Even without the vigil readings, the Easter message proclaims the power of God in and through Jesus, his life, his teaching, his example, his execution, his resurrection. The alleluias are still ringing, the lilies are still blooming.
Many priests, pastors and preachers will follow their resurrection sermons with sermons on doubt. The story of Thomas forever known as the doubter because he wanted to be sure, to see for himself that the impossible was possible, is the next story in the designated lessons for churches that follow the lectionary.
While I am not preaching Thomas this year, I find myself reflecting on him. More, what he represents.
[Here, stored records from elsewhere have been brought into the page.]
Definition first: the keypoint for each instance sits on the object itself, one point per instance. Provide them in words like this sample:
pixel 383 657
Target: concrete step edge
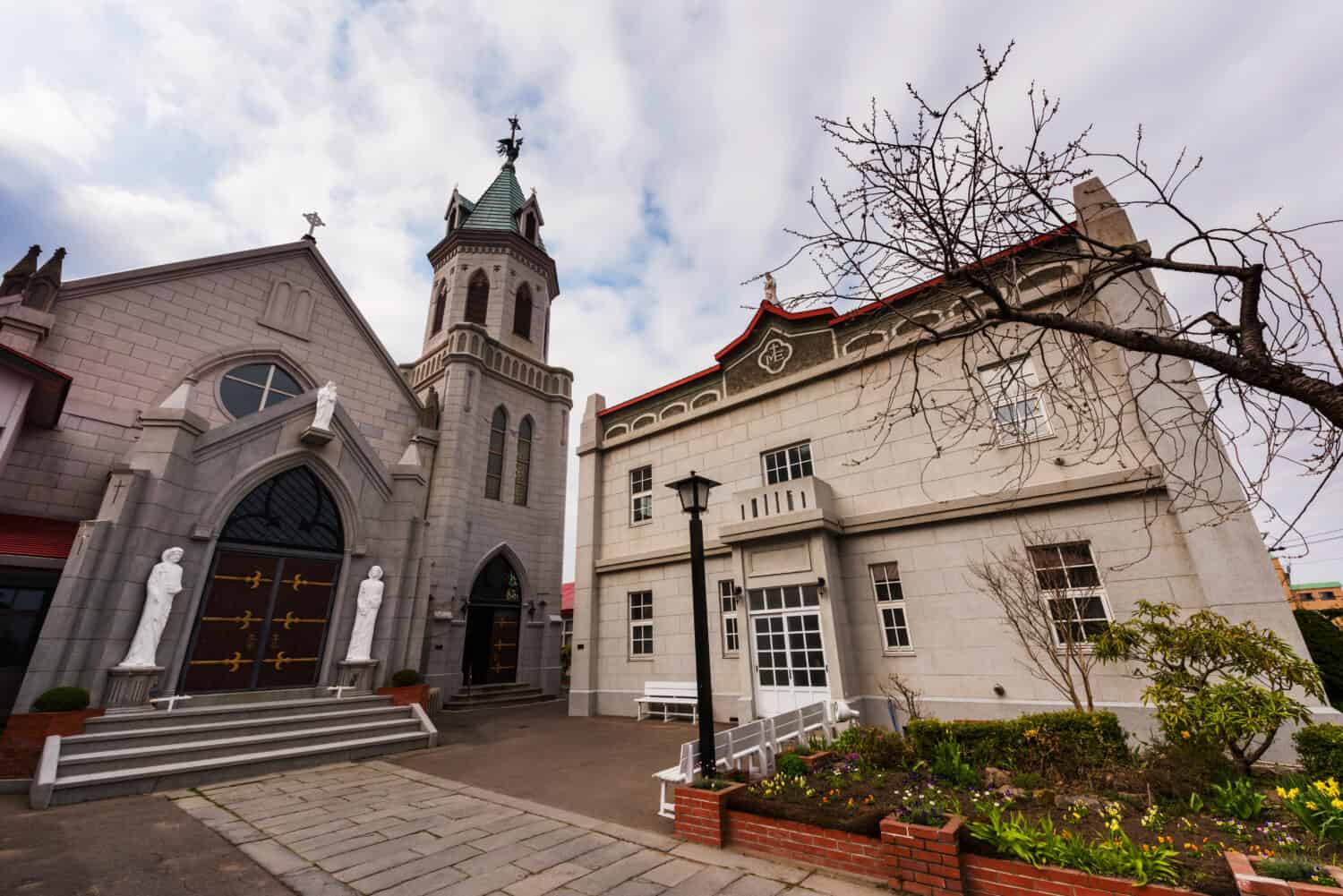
pixel 192 746
pixel 217 762
pixel 225 726
pixel 231 708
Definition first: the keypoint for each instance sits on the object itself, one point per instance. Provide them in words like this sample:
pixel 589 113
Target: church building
pixel 241 407
pixel 837 559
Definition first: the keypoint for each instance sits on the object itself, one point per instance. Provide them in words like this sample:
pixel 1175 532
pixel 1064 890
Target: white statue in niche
pixel 325 405
pixel 365 614
pixel 163 585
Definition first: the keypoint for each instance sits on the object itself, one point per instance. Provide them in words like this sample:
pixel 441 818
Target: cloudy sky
pixel 671 144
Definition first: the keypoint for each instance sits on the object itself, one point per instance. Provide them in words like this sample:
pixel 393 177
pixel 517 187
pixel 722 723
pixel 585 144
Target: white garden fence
pixel 755 745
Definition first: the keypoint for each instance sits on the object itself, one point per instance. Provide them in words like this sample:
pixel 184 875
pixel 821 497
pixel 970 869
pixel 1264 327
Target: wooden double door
pixel 262 622
pixel 492 636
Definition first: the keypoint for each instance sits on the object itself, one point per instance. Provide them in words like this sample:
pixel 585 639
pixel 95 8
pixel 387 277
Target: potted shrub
pixel 61 711
pixel 1297 875
pixel 407 687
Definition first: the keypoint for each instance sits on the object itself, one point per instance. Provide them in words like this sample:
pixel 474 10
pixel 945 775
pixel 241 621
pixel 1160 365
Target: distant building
pixel 833 563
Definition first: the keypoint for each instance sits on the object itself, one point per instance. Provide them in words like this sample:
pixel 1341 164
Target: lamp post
pixel 693 492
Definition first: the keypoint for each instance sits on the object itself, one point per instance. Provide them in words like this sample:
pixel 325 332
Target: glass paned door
pixel 790 661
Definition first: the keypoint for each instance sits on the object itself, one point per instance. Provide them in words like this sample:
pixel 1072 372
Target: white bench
pixel 668 695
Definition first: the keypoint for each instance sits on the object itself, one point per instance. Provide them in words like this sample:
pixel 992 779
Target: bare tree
pixel 985 249
pixel 899 688
pixel 1047 622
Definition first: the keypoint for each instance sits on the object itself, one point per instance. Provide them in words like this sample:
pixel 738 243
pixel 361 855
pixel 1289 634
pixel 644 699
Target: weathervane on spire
pixel 512 145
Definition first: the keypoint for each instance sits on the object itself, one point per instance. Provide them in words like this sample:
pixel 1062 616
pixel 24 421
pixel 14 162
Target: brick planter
pixel 407 695
pixel 1249 883
pixel 912 858
pixel 701 815
pixel 923 860
pixel 26 732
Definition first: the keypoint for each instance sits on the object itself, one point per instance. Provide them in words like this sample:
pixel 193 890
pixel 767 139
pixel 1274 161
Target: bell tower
pixel 492 269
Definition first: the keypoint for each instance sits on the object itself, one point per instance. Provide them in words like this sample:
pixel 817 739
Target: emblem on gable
pixel 774 356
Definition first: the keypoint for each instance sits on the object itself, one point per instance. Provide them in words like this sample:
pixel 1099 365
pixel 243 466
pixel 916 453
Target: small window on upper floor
pixel 252 387
pixel 440 303
pixel 786 464
pixel 523 311
pixel 478 298
pixel 641 495
pixel 1020 413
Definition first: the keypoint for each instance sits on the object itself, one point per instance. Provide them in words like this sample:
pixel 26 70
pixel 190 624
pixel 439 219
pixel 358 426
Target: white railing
pixel 794 496
pixel 757 743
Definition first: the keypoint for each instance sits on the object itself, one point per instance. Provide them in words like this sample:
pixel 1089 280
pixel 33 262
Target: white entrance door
pixel 790 657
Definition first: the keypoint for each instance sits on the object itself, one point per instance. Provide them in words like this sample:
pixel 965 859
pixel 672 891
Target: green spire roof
pixel 499 206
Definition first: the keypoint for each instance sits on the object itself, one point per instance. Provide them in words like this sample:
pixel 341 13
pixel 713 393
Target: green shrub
pixel 948 764
pixel 790 764
pixel 1321 750
pixel 1213 680
pixel 62 700
pixel 407 678
pixel 873 746
pixel 1055 743
pixel 1324 643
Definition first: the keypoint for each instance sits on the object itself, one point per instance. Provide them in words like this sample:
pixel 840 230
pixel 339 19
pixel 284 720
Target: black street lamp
pixel 695 499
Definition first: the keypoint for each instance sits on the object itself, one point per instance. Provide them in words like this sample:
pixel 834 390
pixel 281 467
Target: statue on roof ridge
pixel 510 145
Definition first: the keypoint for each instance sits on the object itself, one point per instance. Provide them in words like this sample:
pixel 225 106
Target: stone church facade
pixel 835 559
pixel 174 405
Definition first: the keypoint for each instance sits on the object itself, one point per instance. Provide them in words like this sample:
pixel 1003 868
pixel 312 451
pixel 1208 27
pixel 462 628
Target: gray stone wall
pixel 128 343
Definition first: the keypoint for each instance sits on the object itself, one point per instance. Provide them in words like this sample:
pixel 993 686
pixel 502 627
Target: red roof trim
pixel 918 287
pixel 778 311
pixel 834 316
pixel 661 388
pixel 35 536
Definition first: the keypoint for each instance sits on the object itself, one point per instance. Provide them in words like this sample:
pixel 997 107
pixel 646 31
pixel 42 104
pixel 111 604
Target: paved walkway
pixel 379 828
pixel 598 766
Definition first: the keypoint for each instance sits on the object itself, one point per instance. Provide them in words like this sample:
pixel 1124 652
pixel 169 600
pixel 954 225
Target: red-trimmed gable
pixel 35 536
pixel 832 316
pixel 770 308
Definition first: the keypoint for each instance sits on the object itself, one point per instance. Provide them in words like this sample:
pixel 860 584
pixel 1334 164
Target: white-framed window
pixel 641 495
pixel 1071 584
pixel 1020 413
pixel 786 464
pixel 731 630
pixel 641 624
pixel 891 606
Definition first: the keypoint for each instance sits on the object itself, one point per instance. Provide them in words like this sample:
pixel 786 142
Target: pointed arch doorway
pixel 493 625
pixel 263 619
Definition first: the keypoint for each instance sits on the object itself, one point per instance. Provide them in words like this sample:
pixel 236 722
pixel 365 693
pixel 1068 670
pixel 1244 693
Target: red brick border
pixel 913 858
pixel 1249 883
pixel 701 815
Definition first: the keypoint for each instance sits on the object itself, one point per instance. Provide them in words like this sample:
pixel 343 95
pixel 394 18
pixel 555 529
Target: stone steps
pixel 155 750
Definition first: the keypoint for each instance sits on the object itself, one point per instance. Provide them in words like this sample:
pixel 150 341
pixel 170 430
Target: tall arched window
pixel 494 468
pixel 523 311
pixel 440 303
pixel 524 461
pixel 477 298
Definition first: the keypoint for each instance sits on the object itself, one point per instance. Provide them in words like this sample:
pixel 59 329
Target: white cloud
pixel 172 131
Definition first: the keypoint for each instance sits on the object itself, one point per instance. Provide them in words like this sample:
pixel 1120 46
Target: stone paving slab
pixel 378 829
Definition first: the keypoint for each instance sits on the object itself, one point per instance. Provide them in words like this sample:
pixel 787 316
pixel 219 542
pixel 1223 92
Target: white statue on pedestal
pixel 325 405
pixel 365 614
pixel 163 585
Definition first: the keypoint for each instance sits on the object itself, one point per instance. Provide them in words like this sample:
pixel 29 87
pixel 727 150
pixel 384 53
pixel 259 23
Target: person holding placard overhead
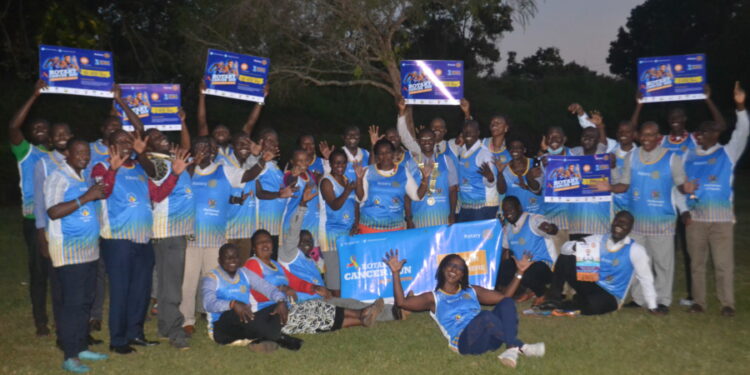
pixel 711 228
pixel 27 153
pixel 382 189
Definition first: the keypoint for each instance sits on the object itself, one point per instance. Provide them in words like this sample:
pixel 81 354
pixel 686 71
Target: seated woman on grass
pixel 312 315
pixel 455 306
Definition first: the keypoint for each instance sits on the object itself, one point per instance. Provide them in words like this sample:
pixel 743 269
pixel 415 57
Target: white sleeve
pixel 406 138
pixel 642 266
pixel 234 175
pixel 411 187
pixel 365 187
pixel 54 190
pixel 738 141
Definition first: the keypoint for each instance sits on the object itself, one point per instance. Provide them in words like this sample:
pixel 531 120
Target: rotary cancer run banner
pixel 432 81
pixel 76 71
pixel 672 78
pixel 157 105
pixel 569 179
pixel 365 277
pixel 236 76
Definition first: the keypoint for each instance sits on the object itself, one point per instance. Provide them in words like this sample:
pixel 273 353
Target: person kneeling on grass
pixel 601 269
pixel 307 314
pixel 455 306
pixel 233 315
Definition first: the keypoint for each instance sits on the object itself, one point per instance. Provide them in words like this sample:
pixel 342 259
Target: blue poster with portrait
pixel 672 78
pixel 236 76
pixel 434 82
pixel 76 71
pixel 570 179
pixel 157 105
pixel 365 277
The world in which Christ is risen looks a lot like the world in which Christ was executed. With very few exceptions. A few women saw conflicting and perhaps unconvincing evidence (on its own). God sent beings of power and light to proclaim the resurrection, interpret and exegete the evidence of the empty tomb, because there was room for doubt. We who believe, must believe them who we have never seen.
And we have learned to look for signs of resurrection in the world, like signs of spring in the midst of winter. And for too many, it is still winter. Those who were hungry before Easter are hungry still. Those who were lonely before Easter are lonely still. Those who were homeless before Easter are homeless still. Those who were broken before Easter are broken still. Some, perhaps not all.
We who say we have seen the signs of resurrection and believe live in a crucified and crucifying world. I don't blame Thomas for asking for proof. I want more than proof. I want to see the resurrection of the whole world. I want to see the power of Pentecost transform church and society. I want to see the reign of God in our midst, with liberty and justice for all. I'm waiting for the world to change. Call me Thomasina.

1 comment:

  1. While you have said it all much more beautifully than I have (or ever will), I'm thinking some similar thoughts, and going, I think another step further. If the Thomases and Thomasinas of the world are asking these questions, looking for proof, than the Body of Christ needs to step up to the plate and get to the business of providing it - - working for the reign of God in our midst, working on signs of resurrection, justice, and mercy, so the Thomases and Thomasinas will have something to point to and say, "Ah, yes! I believe. He is risen indeed."